How we behave in life stems primarily from our view of ourselves. This spiritual “selfie” goes through gyrations as we are bounced and bruised through life. Throughout this process, we develop our personal identity. It tends to be the sum total of all judgments made about ourselves, whether they originate in our own minds, or in the minds of others. We choose to believe some and disbelieve others.
Others provide us a reflection of ourselves – some accurate and some not. We tend to adopt what others think as an accurate rendering of who we are. But these pictures are rarely accurate. Only the true God and Father has an accurate view of who we are. So if we want a fully accurate picture, we need to go to the source.
One of my new favorite Al-Anon ideas is this: “What others think of you is none of your business.” Nice. Wouldn’t it be better to believe what our heavenly Father thinks and believes about us?
So what does scripture tell about who we are in Jesus?
The apostle John said this about whom to listen to:
“Beloved, do not believe every spirit, but test the spirits to see whether they are from God, because many false prophets have gone out into the world. By this you know the Spirit of God: every spirit that confesses that Jesus Christ has come in the flesh is from God; and every spirit that does not confess Jesus is not from God; this is the spirit of the antichrist, of which you have heard that it is coming, and now it is already in the world. You are from God, little children, and have overcome them; because greater is He who is in you than he who is in the world. They are from the world; therefore they speak as from the world, and the world listens to them. We are from God; he who knows God listens to us; he who is not from God does not listen to us. By this we know the spirit of truth and the spirit of error." (1 John 4:1-6)
Check out verse 4: “You are from God, little children, and have overcome them; because greater is He who is in you than he who is in the world.”

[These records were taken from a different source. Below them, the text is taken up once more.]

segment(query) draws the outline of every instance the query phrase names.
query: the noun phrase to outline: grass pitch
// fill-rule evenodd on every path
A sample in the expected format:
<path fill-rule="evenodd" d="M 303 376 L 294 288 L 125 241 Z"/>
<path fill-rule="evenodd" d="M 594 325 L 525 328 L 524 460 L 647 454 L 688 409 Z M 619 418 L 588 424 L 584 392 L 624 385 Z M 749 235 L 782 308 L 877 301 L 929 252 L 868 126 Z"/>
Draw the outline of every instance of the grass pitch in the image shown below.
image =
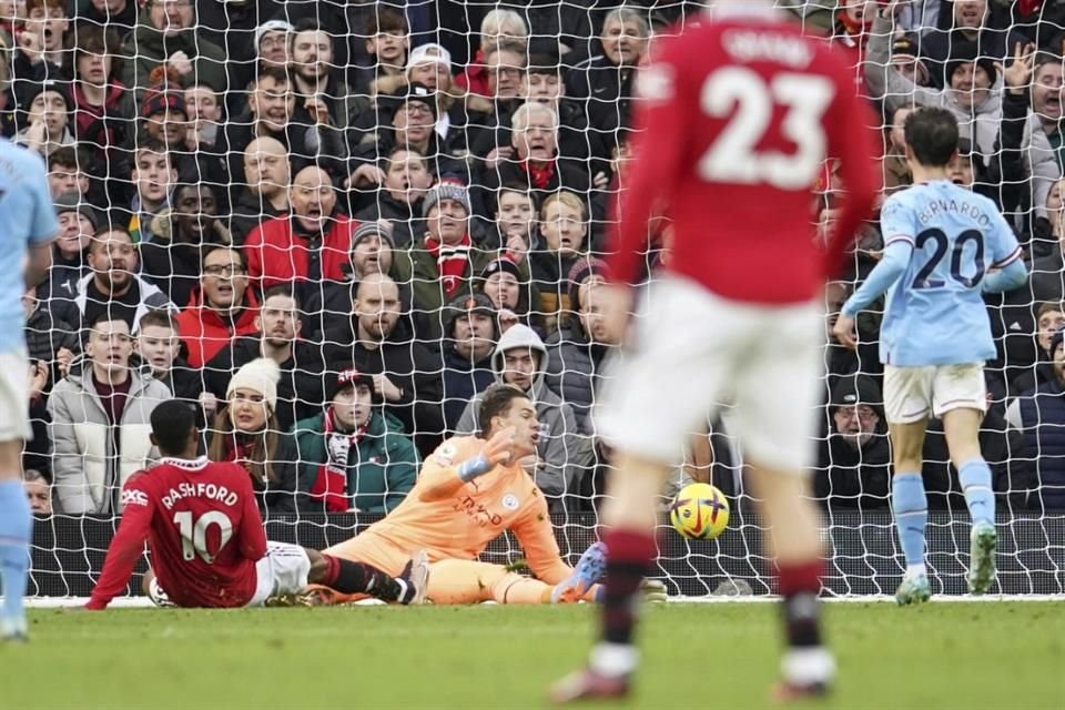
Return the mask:
<path fill-rule="evenodd" d="M 773 605 L 646 608 L 626 707 L 762 708 Z M 830 605 L 825 708 L 1065 707 L 1065 604 Z M 595 609 L 32 610 L 0 646 L 0 708 L 541 708 L 585 658 Z"/>

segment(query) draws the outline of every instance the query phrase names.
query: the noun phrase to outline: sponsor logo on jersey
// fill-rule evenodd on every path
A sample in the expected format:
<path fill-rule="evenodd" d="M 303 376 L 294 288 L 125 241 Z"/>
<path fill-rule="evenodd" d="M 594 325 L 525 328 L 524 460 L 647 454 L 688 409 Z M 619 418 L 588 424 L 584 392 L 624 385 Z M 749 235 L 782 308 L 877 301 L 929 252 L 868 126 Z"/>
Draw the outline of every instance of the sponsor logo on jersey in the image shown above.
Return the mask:
<path fill-rule="evenodd" d="M 148 494 L 143 490 L 135 490 L 128 488 L 122 491 L 122 495 L 119 498 L 120 506 L 148 506 Z"/>

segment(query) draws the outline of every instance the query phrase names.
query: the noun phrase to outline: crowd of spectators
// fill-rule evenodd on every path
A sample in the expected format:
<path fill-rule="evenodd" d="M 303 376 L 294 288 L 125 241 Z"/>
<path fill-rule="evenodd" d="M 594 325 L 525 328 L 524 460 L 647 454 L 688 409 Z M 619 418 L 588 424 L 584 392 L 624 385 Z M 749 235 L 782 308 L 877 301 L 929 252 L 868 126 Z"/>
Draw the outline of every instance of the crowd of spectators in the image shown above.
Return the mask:
<path fill-rule="evenodd" d="M 387 2 L 0 1 L 0 128 L 44 159 L 61 225 L 24 296 L 34 510 L 121 513 L 122 483 L 158 456 L 150 412 L 179 397 L 264 514 L 387 513 L 422 457 L 478 430 L 494 382 L 536 404 L 525 464 L 552 511 L 598 505 L 610 450 L 592 410 L 619 344 L 597 290 L 633 80 L 698 3 L 428 4 L 435 22 Z M 1065 6 L 779 4 L 851 52 L 883 119 L 885 194 L 911 182 L 905 115 L 958 118 L 953 179 L 995 200 L 1034 272 L 988 302 L 985 455 L 1014 509 L 1065 508 Z M 844 189 L 828 165 L 812 224 Z M 648 234 L 650 276 L 668 215 Z M 859 235 L 829 320 L 881 245 L 875 223 Z M 889 505 L 876 315 L 859 328 L 858 352 L 824 347 L 814 480 L 833 510 Z M 942 438 L 924 475 L 946 509 Z M 683 462 L 742 491 L 727 410 Z"/>

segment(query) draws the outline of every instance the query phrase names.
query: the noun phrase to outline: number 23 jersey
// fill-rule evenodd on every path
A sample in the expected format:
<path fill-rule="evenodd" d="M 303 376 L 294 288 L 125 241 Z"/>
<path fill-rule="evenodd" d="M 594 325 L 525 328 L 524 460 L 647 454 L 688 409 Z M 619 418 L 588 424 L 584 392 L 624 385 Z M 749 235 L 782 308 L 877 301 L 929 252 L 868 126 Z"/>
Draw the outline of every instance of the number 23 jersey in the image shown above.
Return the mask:
<path fill-rule="evenodd" d="M 897 367 L 961 365 L 995 357 L 981 284 L 1021 258 L 995 203 L 946 180 L 897 192 L 881 210 L 884 245 L 912 247 L 888 290 L 881 361 Z"/>

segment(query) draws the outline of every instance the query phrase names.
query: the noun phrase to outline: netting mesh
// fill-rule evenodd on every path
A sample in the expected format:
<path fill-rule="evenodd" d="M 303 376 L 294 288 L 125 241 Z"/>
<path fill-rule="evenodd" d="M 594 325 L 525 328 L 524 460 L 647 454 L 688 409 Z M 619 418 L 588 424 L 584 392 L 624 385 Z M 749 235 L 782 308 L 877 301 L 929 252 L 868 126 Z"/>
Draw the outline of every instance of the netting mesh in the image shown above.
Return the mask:
<path fill-rule="evenodd" d="M 963 129 L 956 182 L 995 200 L 1025 245 L 1031 282 L 988 303 L 1000 356 L 981 444 L 1005 526 L 1001 589 L 1062 594 L 1065 377 L 1051 337 L 1065 324 L 1065 12 L 914 0 L 892 19 L 876 2 L 777 4 L 852 53 L 855 85 L 883 116 L 885 194 L 911 180 L 905 112 L 943 105 Z M 444 437 L 478 429 L 478 393 L 516 383 L 542 428 L 527 468 L 564 552 L 579 554 L 610 475 L 590 416 L 616 348 L 596 285 L 629 160 L 632 79 L 656 38 L 700 11 L 651 0 L 0 2 L 2 130 L 45 156 L 61 224 L 51 274 L 26 298 L 27 485 L 57 516 L 38 523 L 38 592 L 87 591 L 122 483 L 156 455 L 149 413 L 171 397 L 203 407 L 210 457 L 246 464 L 272 530 L 320 546 L 394 508 Z M 1027 72 L 1013 61 L 1018 43 L 1041 51 Z M 831 223 L 838 189 L 826 165 L 814 225 Z M 669 240 L 668 219 L 648 225 L 648 278 L 668 264 Z M 860 318 L 856 352 L 829 335 L 881 248 L 871 223 L 825 298 L 829 374 L 811 445 L 826 585 L 840 595 L 890 592 L 901 572 L 879 315 Z M 277 404 L 265 422 L 241 419 L 255 394 L 237 386 L 242 367 L 262 356 L 281 364 Z M 341 437 L 326 419 L 349 368 L 368 377 L 372 414 L 352 405 L 356 435 Z M 128 386 L 99 384 L 116 369 Z M 841 404 L 848 393 L 856 406 Z M 264 427 L 274 433 L 248 435 Z M 728 409 L 691 442 L 670 491 L 712 481 L 733 523 L 714 544 L 669 537 L 663 576 L 689 595 L 738 580 L 768 591 Z M 924 458 L 930 562 L 944 591 L 961 591 L 967 517 L 935 422 Z M 520 556 L 509 538 L 488 554 Z"/>

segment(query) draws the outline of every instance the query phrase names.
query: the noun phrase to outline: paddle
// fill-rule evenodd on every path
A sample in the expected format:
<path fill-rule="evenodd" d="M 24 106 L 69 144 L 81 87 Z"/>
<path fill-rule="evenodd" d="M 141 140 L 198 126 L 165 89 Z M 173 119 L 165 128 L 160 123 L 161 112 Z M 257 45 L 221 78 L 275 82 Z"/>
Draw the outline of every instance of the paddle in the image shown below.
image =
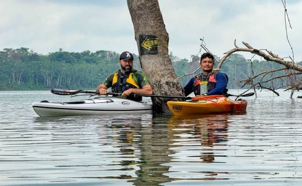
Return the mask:
<path fill-rule="evenodd" d="M 74 95 L 79 93 L 85 93 L 85 94 L 100 94 L 100 92 L 96 91 L 89 91 L 89 90 L 68 90 L 63 89 L 54 88 L 51 90 L 51 93 L 54 94 L 58 95 Z M 114 93 L 114 92 L 107 92 L 108 95 L 113 96 L 120 96 L 122 94 L 121 93 Z M 132 94 L 131 95 L 133 96 L 141 96 L 145 97 L 155 97 L 155 98 L 176 98 L 176 99 L 181 99 L 185 100 L 191 100 L 191 97 L 184 97 L 181 96 L 163 96 L 163 95 L 140 95 L 137 94 Z"/>
<path fill-rule="evenodd" d="M 54 94 L 58 95 L 74 95 L 79 93 L 85 93 L 85 94 L 100 94 L 100 92 L 96 91 L 89 91 L 89 90 L 68 90 L 64 89 L 59 88 L 53 88 L 51 90 L 51 93 Z M 225 97 L 234 96 L 237 97 L 247 97 L 249 96 L 252 96 L 255 94 L 254 92 L 249 92 L 242 95 L 234 95 L 230 94 L 228 94 L 225 95 Z M 113 95 L 113 96 L 120 96 L 122 94 L 121 93 L 114 93 L 114 92 L 107 92 L 107 95 Z M 133 96 L 141 96 L 145 97 L 154 97 L 154 98 L 175 98 L 175 99 L 181 99 L 185 100 L 191 100 L 191 97 L 184 97 L 181 96 L 164 96 L 164 95 L 140 95 L 133 94 L 132 94 Z"/>
<path fill-rule="evenodd" d="M 231 94 L 227 94 L 224 96 L 226 97 L 229 97 L 230 96 L 234 96 L 234 97 L 248 97 L 249 96 L 253 96 L 254 94 L 255 94 L 255 92 L 249 92 L 249 93 L 247 93 L 245 95 L 233 95 Z"/>

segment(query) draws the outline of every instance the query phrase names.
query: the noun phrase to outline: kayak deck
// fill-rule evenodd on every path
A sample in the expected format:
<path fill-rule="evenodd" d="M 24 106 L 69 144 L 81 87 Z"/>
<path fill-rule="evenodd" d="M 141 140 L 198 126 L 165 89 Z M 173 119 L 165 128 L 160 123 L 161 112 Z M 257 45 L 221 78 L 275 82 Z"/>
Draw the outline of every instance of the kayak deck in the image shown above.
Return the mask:
<path fill-rule="evenodd" d="M 220 95 L 193 98 L 187 101 L 169 101 L 168 106 L 175 115 L 202 115 L 244 111 L 248 102 L 232 100 Z"/>
<path fill-rule="evenodd" d="M 152 104 L 118 97 L 99 97 L 92 99 L 65 102 L 43 101 L 32 103 L 41 117 L 107 114 L 140 113 L 152 112 Z"/>

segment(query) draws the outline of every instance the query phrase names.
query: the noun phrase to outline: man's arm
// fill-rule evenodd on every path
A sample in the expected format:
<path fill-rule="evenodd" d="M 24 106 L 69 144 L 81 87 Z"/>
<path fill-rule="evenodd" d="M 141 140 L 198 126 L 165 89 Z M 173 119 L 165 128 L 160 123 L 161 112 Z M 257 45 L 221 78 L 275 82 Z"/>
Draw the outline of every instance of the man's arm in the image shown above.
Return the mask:
<path fill-rule="evenodd" d="M 152 87 L 149 84 L 146 84 L 141 88 L 129 88 L 123 92 L 122 96 L 127 97 L 131 94 L 139 95 L 152 95 L 153 93 Z"/>
<path fill-rule="evenodd" d="M 100 84 L 97 87 L 96 91 L 98 91 L 100 92 L 101 95 L 107 95 L 107 89 L 108 88 L 103 83 Z"/>
<path fill-rule="evenodd" d="M 222 73 L 217 73 L 216 74 L 216 87 L 212 90 L 207 92 L 208 95 L 221 95 L 226 88 L 228 81 L 226 77 Z"/>
<path fill-rule="evenodd" d="M 188 83 L 184 87 L 185 90 L 185 95 L 187 96 L 193 91 L 193 84 L 194 83 L 194 77 L 192 77 L 190 79 Z"/>

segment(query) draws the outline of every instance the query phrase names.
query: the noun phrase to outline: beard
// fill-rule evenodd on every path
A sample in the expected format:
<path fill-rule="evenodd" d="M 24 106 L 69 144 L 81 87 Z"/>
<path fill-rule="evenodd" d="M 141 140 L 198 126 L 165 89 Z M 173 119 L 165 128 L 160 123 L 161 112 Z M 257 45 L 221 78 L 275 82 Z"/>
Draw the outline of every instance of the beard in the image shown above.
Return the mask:
<path fill-rule="evenodd" d="M 121 65 L 121 68 L 123 70 L 125 70 L 126 72 L 131 72 L 131 71 L 132 70 L 132 66 L 129 66 L 129 68 L 126 68 L 126 67 L 123 66 L 123 65 Z"/>
<path fill-rule="evenodd" d="M 206 72 L 210 72 L 212 71 L 212 70 L 213 70 L 213 69 L 206 69 L 206 70 L 202 70 Z"/>

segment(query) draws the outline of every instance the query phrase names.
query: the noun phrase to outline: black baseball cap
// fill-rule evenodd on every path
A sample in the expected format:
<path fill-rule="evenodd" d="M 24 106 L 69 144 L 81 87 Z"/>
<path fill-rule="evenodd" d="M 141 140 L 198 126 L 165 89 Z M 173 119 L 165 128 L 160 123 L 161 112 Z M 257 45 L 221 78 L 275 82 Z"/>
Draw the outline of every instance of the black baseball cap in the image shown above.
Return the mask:
<path fill-rule="evenodd" d="M 126 61 L 128 59 L 133 60 L 133 56 L 131 53 L 127 51 L 125 51 L 122 53 L 120 56 L 120 60 L 121 59 L 122 59 L 124 61 Z"/>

As a little kid, I used to run around the church like it was mine. After all, my dad was the pastor. I was a true brat, treating all other people as mere visitors to my dad’s house. I owned the place. I later discovered that it was not just my dad’s house, it was my Father’s house. Either way, I felt invincible.
What if we felt such power streaming from our heavenly Father? Wow.
How then, should I posture?
Step one is understanding who we are as the children of God. Step two is how we should act as His children. Here’s a hint:
“Therefore if there is any encouragement in Christ, if there is any consolation of love, if there is any fellowship of the Spirit, if any affection and compassion, make my joy complete by being of the same mind, maintaining the same love, united in spirit, intent on one purpose. Do nothing from selfishness or empty conceit, but with humility of mind regard one another as more important than yourselves; do notmerely look out for your own personal interests, but also for the interests of others. Have this attitude in yourselves which was also in Christ Jesus, who, although He existed in the form of God, did not regard equality with God a thing to be grasped, but emptied Himself, taking the form of a bond-servant, and being made in the likeness of men. Being found in appearance as a man, He humbled Himself by becoming obedient to the point of death, even death on a cross. For this reason also, God highly exalted Him, and bestowed on Him the name which is above every name, so that at the name of Jesus every knee will bow, of those who are in heaven and on earth and under the earth, and that every tongue will confess that Jesus Christ is Lord, to the glory of God the Father.” (Phil. 2:1-11)
What we should understand here is that Jesus, being Himself God, chose the low road. He humbled himself, from God to man, then from man to bond-servant.
No one was more in touch with His true identity than Jesus. He knew He was God, but chose to forgo the honor. He also knew that telling people who He was would lead to his murder. So he told few. When the masses found out what He was saying, they demanded his crucifixion. Yes, Jesus’ people, the Jews, along with the Romans, murdered the Messiah. So Jesus was lowered again, from bond-servant to criminal, then delivered to death.
What does this all mean? Simply put, we need to understand our majestic role as children of God. Then we need to lay it down at Jesus’ feet. What would happen if we all tried to believe our true identity, but disavowed flaunting it toward others, feeling that we’re somehow better.
And what if we could both embrace our godly heritage, but at the same time, humble ourselves? It’s a balance act worth trying.